When I shared my favorite basic crispy air-fried wings Recently, I talked about how my husband Trey has been cooking more since our son was born.
This method of cooking the steak (and specifically how to make the steak wrapped in bacon) is another recipe for which I have to give it all the credit. 🙂 We cook the steak in the oven for dinner probably once a week as it is a super quick and plentiful dinner with lots of side options, depending on what we have and how humorous we are.
I like to cook the steak instead of baking it, as you get these little crispy charred chunks, which I love. Also, all the production is super fast, even if you prefer your steak made (like me).
How long does it take to roast the steak? This, of course, depends on a few factors, such as the type of steak, the ounces, and the thickness of the cut. We usually buy wrapped 8-ounce bacon fillets that are usually 1 1/2 inches thick.
Trey prefers to cook his steak at a medium cooking level, which takes about 4 minutes on each side.
I prefer my steak cooked to a “done” cooking level, with very little rose inside. I know, I know! Serious steak lovers will probably say I’m doing it wrong and I get it.
But as a vegetarian for many years, even though I’ve incorporated more meat into my diet, I don’t like the texture of raw or undercooked meat.
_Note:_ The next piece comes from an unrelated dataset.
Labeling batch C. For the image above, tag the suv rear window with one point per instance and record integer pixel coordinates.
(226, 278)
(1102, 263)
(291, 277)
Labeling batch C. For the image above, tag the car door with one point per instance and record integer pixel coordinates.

I really don’t like sushi and I don’t really like it if there are any roses on my steak. We denounce! So for me, I usually cook my steak for 6 minutes on each side and an extra 5 minutes on top.
We use a cast iron skillet for this meal. I like to use a cast iron pan because it can go from the oven, under the grill and then to the top of the stove for my extra cooking time with no problems.
We usually wash the cast iron pan only a couple of times a month (never with soap, never in the dishwasher). This leaves some residue between most cooking sessions and this is added to the crunchy charred chunks of the steaks.
Before grilling, I season both sides of the steaks (we usually make two at a time; I only photographed one here while working during the day and was alone) with a universal seasoning that contains salt. There are MANY options.
Once our grill is preheated, I put the pan in it. I cook for 4-6 minutes and then use some tongs to turn the steak around. Then I cook for another 4-6 minutes.
For the Trey steak (moderately done) I will then take the steak out of the pan on a plate and place a bowl on top. You can also wrap the fillet in foil and let it rest for 5 minutes.
For my steak (done), I will cook it on the plate for a few more minutes. I also use the tongs again to rotate the steak to the side so that the bacon is crispy a little more. Then I take it out on a plate, cover it with a bowl and let it rest for 5 minutes.
You can serve all sorts of sides with this, really anything. If we haven’t had vegetables during the day yet, I’ll make a simple salad. If I’m very hungry or more lenient, I’ll fry some French fries.
As with any simple recipe, the quality of the ingredients makes all the difference. Therefore, getting a quality mignon fillet is key. If you can get locally grown steak, that’s great too. We almost always buy wrapped bacon fillets, but if we don’t get them, we will sometimes add a little (a tablespoon or less) of butter to the steak during cooking. But bacon adds a little fat, so I don’t think it’s necessary.
How to cook steak
how to bake a mignon fillet wrapped in bacon in the oven
bacon wrapped fillet
condiment for all use
If necessary, preheat the grill (some require preheating, others do not).
Season both sides of the steak and place in a cast iron skillet.
Place under the grill for 4-6 minutes, depending on how you want your steak.
Use some kitchen tongs to turn the steak around. Boil for another 4-6 minutes.
For the steak on the middle side, remove from the pan and cover with a bowl or foil. Let stand 5 minutes.
For the side steak done, cook for another 3-4 minutes in the pan on top of the stove. Then let stand.
Credits // Author and photography: Emma Chapman.